When three celestial bodies — for instance the Earth, Moon, and Sun — orbit each other, their gravitational pulls produce a peculiar and seemingly unpredictable system. Figuring out how to predict where each mass will be in space and time at any one point is a problem that’s been puzzling astronomers ever since Sir Isaac Newton formulated it over 300 years ago.
So far, conventional computers have been slaving away at these kinds of calculations, often taking weeks, if not months to produce results — but artificial intelligence could speed things up considerably, as Live Science reports.
Researchers from the University of Cambridge have built a neural network they claim can solve the three-body problem much faster than a conventional computer, giving astronomers a leg up in understanding phenomena such as the behavior of star clusters as they collapse or the formation of black hole systems.
They posted a paper of their research, which has yet to be peer-reviewed, on the preprint archive arXiv last month.
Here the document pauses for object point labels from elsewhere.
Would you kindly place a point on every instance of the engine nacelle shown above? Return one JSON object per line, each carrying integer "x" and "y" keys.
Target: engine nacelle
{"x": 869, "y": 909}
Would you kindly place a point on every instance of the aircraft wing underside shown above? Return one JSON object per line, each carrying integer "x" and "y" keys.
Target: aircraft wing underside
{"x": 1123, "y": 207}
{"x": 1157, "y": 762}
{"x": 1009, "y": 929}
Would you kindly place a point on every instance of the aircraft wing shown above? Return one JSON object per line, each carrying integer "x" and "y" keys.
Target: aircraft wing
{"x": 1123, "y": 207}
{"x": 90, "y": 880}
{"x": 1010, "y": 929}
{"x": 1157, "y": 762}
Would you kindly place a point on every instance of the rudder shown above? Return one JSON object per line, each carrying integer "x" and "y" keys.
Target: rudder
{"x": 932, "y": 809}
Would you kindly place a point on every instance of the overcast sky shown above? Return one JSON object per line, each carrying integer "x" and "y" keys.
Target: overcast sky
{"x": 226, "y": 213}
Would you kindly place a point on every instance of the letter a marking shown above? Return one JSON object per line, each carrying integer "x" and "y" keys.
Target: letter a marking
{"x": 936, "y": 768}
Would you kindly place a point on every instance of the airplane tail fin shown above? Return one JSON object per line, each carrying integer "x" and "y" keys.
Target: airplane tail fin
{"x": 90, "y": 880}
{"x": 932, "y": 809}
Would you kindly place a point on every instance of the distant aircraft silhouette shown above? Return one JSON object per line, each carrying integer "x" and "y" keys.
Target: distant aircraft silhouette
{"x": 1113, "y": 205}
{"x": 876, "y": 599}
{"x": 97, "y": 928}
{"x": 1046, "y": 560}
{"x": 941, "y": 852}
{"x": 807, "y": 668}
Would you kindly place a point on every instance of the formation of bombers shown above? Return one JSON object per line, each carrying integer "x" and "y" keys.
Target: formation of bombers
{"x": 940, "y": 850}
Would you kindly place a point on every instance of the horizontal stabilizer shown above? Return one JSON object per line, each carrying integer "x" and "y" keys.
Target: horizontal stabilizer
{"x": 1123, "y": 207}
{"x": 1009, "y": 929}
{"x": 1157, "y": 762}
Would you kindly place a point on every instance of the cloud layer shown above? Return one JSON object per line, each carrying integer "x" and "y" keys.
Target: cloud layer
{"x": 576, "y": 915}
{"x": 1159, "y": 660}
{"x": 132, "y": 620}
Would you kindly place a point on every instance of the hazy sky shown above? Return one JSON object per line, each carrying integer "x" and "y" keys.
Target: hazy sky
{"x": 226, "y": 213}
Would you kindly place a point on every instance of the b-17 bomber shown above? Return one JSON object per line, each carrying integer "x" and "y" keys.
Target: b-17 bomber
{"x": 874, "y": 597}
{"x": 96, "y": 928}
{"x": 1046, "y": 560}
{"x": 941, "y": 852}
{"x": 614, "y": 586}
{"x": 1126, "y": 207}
Using Brutus — an advanced software program that, as its name suggests, solves problems by brute force — the team generated about 9,900 simplified three-body scenarios. They then fed these scenarios to the neural net to teach it how to solve them, before pitting Brutus against the neural net on solving 5,000 new and unseen scenarios.
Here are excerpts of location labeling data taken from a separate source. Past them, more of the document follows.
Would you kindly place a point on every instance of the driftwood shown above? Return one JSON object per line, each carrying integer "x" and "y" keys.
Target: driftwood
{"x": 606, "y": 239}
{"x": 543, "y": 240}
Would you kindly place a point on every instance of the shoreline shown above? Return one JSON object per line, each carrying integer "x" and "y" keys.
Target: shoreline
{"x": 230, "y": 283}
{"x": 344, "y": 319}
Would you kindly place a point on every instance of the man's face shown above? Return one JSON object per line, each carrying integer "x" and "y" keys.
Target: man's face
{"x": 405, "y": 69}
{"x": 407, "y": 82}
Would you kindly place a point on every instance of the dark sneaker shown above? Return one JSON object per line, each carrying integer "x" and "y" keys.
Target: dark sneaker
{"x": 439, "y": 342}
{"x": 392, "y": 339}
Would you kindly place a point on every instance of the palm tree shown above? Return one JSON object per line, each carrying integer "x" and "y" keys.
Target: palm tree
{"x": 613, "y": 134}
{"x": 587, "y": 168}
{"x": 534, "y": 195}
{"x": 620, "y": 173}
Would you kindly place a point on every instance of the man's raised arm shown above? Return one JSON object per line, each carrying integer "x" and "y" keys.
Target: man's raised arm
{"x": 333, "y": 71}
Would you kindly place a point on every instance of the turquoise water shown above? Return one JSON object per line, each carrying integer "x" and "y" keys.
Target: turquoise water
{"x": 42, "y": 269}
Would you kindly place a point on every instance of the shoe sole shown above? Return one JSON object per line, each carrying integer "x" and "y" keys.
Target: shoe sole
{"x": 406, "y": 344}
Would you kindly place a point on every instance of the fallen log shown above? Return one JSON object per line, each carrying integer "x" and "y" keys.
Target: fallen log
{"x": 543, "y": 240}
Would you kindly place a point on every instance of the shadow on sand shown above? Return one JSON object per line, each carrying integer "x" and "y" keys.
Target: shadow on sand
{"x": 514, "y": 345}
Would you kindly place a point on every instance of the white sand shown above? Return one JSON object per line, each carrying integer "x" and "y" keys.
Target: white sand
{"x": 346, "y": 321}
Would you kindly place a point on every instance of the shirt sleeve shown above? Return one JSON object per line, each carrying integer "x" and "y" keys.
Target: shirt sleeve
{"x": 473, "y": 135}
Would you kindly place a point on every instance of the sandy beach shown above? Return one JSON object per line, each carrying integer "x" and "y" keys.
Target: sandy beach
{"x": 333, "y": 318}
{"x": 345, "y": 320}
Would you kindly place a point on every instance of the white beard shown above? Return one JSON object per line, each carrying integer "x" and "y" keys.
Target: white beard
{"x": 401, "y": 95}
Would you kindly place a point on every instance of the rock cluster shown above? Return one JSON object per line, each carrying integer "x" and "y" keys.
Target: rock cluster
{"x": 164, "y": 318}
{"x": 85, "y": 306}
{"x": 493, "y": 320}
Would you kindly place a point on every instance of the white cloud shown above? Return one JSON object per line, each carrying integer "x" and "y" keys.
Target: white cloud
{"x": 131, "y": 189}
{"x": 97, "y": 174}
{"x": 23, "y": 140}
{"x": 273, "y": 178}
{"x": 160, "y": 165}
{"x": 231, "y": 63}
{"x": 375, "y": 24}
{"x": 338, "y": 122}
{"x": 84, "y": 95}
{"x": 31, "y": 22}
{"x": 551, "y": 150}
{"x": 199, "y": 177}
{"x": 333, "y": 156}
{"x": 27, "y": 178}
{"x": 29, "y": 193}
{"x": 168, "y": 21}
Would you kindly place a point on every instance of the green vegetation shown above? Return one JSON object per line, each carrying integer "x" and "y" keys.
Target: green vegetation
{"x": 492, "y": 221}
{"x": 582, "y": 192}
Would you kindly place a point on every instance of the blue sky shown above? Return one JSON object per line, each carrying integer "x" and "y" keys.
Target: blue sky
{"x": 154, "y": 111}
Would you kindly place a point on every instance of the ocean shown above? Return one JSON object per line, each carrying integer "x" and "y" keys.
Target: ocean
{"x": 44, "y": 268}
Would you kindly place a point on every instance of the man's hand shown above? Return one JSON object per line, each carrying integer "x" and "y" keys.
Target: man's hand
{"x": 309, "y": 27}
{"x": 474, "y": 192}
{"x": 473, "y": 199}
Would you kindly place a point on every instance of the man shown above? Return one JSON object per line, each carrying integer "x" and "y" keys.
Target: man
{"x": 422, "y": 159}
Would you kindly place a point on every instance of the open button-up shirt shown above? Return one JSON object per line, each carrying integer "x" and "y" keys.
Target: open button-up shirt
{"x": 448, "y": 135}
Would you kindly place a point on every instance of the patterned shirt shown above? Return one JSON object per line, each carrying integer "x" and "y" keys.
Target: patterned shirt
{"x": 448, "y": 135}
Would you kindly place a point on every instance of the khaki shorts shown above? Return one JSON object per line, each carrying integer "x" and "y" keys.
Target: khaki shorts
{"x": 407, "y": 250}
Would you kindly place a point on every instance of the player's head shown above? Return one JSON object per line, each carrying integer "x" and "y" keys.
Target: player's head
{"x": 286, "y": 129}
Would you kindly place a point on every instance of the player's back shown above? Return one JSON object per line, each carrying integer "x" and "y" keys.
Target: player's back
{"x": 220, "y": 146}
The results were astonishing. The Cambridge team’s AI solved the problems in less than a single second each. Brutus took far longer: almost two minutes. That’s because the AI was able to deduce a pattern rather than making calculations step-by-step.
“This neural net, if it does a good job, should be able to provide us with solutions in an unprecedented time frame,” co-author Chris Foley, a biostatistician at the University of Cambridge, told Live Science. “So we can start to think about making progress with much deeper questions, like how gravitational waves form.”
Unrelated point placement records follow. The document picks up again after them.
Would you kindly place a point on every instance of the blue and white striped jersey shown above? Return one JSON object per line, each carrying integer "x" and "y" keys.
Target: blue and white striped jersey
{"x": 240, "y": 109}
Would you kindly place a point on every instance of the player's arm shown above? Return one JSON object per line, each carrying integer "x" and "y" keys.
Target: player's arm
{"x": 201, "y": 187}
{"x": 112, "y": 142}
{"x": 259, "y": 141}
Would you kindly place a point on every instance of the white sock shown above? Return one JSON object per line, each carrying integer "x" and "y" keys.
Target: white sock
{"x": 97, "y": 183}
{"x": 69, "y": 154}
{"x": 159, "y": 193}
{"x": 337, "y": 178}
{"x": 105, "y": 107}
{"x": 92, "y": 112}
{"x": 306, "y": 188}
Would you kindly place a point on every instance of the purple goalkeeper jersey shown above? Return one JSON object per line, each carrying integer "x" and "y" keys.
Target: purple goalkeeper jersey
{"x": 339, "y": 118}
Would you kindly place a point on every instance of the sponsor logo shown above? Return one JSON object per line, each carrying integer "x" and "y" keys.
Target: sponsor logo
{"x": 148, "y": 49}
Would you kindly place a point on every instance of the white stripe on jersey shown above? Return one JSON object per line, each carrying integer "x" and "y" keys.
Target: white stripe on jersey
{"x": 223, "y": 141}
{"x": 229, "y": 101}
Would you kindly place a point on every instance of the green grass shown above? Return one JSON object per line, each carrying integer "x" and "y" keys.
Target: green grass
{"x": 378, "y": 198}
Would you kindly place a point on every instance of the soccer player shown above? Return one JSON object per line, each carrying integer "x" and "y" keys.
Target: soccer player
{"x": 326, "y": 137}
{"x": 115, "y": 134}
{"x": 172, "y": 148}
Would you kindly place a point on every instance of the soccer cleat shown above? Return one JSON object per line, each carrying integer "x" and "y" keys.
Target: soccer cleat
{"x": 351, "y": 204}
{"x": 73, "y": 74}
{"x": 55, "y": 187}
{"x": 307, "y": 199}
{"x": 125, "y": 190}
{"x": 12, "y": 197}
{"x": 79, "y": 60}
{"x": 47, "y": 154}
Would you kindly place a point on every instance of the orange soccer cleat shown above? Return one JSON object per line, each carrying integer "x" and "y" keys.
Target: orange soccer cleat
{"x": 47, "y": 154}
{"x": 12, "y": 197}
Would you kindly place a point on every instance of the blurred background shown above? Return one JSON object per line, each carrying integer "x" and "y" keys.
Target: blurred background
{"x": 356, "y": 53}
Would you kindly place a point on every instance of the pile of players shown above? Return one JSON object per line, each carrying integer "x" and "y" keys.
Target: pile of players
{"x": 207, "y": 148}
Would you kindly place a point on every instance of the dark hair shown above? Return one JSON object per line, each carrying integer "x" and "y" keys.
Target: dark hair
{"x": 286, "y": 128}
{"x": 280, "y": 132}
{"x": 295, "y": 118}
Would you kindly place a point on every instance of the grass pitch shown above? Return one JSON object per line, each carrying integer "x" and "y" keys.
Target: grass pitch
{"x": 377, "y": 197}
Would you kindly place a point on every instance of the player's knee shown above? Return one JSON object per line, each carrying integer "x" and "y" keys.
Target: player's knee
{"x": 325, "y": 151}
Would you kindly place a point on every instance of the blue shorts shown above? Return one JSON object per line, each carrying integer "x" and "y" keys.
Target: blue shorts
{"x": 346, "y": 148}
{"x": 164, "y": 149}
There are plenty of limitations to this new approach, however. For one, scaling up the calculations could present a big hurdle.
“There’s an interplay between our ability to train a fantastically performing neural network and our ability to actually derive data with which to train it,” Foley said. “So there’s a bottleneck there.”
But the researchers are hoping to create a “hybrid” system: software like Brutus could do the hard work up front, then a neural net would take on “only the parts of the simulation that involve more complex calculations that bog down the software,” Foley explained.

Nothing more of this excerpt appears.